[FRIAM] genai and critical thinking

glen gepropella at gmail.com
Tue Feb 11 12:15:14 EST 2025


There's a Nurse Anesthetist I sometimes drink with who is dyslexic. He once described how difficult it was for him to get through his schooling and how it seems to compare to his wife's experience getting through her Nurse Practitioner schooling. I waffle between wondering if this guy's actually 100x smarter than the people around him, which is what allowed him to grit his way through that; versus the perspective that we *all* have persnickety little details about how our bodies work that somehow evens out the struggle. Maybe we're all equivalently sized tensors, but the weights are differently distributed?

If the latter is the case (which I tend to believe - maybe confirmation of my rejection of the Great Man theory and meritocracy), then the appreciation for a well-timed meme or a pithy/profound tweet (neither of which I have) is on par with an appreciation for, say, Paradise Lost or whatever book allows one to virtue signal to one's MENSA buddies.

But even if the latter is the case, my perspective on it still seems individualistic. The appreciation for snark and sick memes still resides deep in one's psyche. It's centralized. The compute isn't on the leaves as it is with something like mob mentality or that exhilaration you feel at a rave or a protest.
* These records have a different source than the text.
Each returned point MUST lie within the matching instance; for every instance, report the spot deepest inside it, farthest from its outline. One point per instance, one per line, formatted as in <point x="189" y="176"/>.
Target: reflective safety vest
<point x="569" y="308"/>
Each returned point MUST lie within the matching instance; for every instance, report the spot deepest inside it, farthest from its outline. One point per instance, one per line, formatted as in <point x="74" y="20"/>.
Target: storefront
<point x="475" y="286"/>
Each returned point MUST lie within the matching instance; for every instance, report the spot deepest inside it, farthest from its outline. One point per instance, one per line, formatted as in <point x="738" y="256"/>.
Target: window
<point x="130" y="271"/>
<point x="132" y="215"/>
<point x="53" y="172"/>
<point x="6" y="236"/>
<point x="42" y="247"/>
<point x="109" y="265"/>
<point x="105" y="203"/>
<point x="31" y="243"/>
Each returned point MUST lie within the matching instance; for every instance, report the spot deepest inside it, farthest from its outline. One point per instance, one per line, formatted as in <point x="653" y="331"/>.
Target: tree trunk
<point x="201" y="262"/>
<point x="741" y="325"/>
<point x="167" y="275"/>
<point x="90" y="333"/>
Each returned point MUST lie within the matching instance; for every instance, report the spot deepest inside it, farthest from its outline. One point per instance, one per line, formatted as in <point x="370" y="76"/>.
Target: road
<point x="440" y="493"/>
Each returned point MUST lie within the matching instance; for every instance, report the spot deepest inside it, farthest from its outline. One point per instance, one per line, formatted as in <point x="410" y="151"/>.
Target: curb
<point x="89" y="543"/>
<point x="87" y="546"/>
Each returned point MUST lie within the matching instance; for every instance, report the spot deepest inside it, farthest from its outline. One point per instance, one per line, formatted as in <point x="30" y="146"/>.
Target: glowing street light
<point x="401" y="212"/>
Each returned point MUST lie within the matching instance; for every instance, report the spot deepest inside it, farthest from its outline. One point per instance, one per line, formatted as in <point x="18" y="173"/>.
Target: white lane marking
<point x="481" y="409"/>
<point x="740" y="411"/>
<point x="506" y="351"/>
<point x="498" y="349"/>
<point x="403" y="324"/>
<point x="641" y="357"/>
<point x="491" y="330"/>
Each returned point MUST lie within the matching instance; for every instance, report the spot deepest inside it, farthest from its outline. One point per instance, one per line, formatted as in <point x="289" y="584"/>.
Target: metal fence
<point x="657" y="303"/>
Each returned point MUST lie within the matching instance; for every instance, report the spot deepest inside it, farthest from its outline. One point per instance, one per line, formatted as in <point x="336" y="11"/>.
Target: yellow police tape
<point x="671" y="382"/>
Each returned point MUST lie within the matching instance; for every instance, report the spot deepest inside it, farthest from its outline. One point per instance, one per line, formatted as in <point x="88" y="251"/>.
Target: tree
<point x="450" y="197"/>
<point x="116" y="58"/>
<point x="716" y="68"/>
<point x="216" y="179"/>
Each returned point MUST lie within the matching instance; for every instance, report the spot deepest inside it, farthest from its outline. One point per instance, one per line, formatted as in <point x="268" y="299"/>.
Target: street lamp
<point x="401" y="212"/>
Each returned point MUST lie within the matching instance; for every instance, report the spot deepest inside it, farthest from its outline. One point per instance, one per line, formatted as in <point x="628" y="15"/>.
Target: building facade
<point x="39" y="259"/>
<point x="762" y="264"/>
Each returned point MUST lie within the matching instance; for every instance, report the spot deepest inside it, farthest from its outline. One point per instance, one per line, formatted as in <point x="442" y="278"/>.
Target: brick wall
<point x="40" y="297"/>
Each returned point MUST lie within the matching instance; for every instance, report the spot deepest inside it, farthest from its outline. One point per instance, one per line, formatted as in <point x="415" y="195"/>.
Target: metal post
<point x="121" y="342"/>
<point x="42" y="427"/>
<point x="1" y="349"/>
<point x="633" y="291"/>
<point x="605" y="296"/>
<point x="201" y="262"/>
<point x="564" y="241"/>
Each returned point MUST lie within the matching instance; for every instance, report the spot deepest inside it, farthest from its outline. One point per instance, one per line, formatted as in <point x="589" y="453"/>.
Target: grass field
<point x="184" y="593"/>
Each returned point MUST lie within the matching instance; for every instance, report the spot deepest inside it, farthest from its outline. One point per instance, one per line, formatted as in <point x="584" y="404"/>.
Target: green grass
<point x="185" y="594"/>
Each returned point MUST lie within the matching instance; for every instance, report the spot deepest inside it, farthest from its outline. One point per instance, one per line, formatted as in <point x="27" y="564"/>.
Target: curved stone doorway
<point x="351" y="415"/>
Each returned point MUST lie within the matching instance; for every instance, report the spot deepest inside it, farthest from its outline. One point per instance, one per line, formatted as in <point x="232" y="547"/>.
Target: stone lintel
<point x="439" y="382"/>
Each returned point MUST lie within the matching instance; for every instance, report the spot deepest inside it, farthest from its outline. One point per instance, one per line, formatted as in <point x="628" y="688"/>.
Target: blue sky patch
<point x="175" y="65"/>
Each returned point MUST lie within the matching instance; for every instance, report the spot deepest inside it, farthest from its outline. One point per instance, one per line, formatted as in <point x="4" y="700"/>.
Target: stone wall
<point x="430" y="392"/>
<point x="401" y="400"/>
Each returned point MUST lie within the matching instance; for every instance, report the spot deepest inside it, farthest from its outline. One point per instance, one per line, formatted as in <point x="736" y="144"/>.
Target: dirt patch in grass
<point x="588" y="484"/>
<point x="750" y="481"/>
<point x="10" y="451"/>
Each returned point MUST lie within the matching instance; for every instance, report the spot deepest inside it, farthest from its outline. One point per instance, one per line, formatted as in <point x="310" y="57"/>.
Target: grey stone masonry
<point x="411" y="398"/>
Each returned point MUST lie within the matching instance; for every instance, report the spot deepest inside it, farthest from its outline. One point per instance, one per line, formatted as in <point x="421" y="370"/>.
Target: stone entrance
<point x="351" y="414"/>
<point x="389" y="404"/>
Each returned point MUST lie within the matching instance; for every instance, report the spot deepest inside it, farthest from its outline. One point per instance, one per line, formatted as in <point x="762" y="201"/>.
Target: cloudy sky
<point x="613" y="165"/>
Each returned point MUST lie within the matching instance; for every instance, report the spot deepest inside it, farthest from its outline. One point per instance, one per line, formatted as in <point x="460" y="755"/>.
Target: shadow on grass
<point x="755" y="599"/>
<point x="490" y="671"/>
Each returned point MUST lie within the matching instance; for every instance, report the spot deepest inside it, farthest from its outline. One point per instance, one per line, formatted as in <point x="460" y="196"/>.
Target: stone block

On 2/11/25 8:21 AM, steve smith wrote:
> 
> On 2/11/25 8:20 AM, glen wrote:
>> That's a fraught question. First, editors need not have been writers before they became editors. But barring that, my answer would be "No". But they prolly *do* lose facility for writing, the ease with which they write. It's simple reinforcement. Use it or lose it.
>>
>> E.g. I can still code in Ada. But I'm way worse at it now than I was when I did it multiple days per week. A better question might be: Do editors lose their ability to read? And that question bears an even deeper problem ... something akin to Gell-Mann amnesia ... and I blame it for me losing my taste for reading for *fun*. Up until ~1998 or so, I did a lot of reading for fun. It was fun to read. Now reading is merely a means to some other end. Make something your job and it ceases to be a hobby. So even if editors retain their ability to read, the *quality* of their reading must change in deep ways.
> 
> I think this is the more salient aspect of the general question... and it may even be "generational" in the sense not that readers/writers lose their skills through atrophy but if they lose their "taste" or "facility" for it and a new generation simply *never acquires it*.   I never acquired a significant ability or facility for writing longhand/cursive, and I do think it limits me and how I think/feel/perceive the world.
> 
>   "kids these days" who have never read anything longer than a short paragraph on the back of a cereal box (Boomers/X) or a Tweet (millenial/Z) probably do perceive the world somewhat differently than those of us who may still read novels, entire non-fiction books, and long-form journalism.   I myself have atrophied in this regard...   I tend to look to YouTube and Audiobooks (and Podcasts) to consume what I once looked to full-length printed books.
> 
> But to your (glen's) point, there are qualitative thresholds which are perhaps more salient than the quantitative ones...
> 
> 
>>
>>
>> On 2/11/25 6:57 AM, Marcus Daniels wrote:
>>> Do editors lose the ability to write?
>>>
>>>> On Feb 11, 2025, at 6:43 AM, glen <gepropella at gmail.com> wrote:
>>>>
>>>> The Impact of Generative AI on Critical Thinking: Self-Reported Reductions in Cognitive Effort and Confidence Effects From a Survey of Knowledge Workers
>>>> https://www.microsoft.com/en-us/research/uploads/prod/2025/01/lee_2025_ai_critical_thinking_survey.pdf
>>>>
>>>> It really doesn't seem that different to me from numerical analysis. It shifts the work from doing the computing to declaring what the computing should do.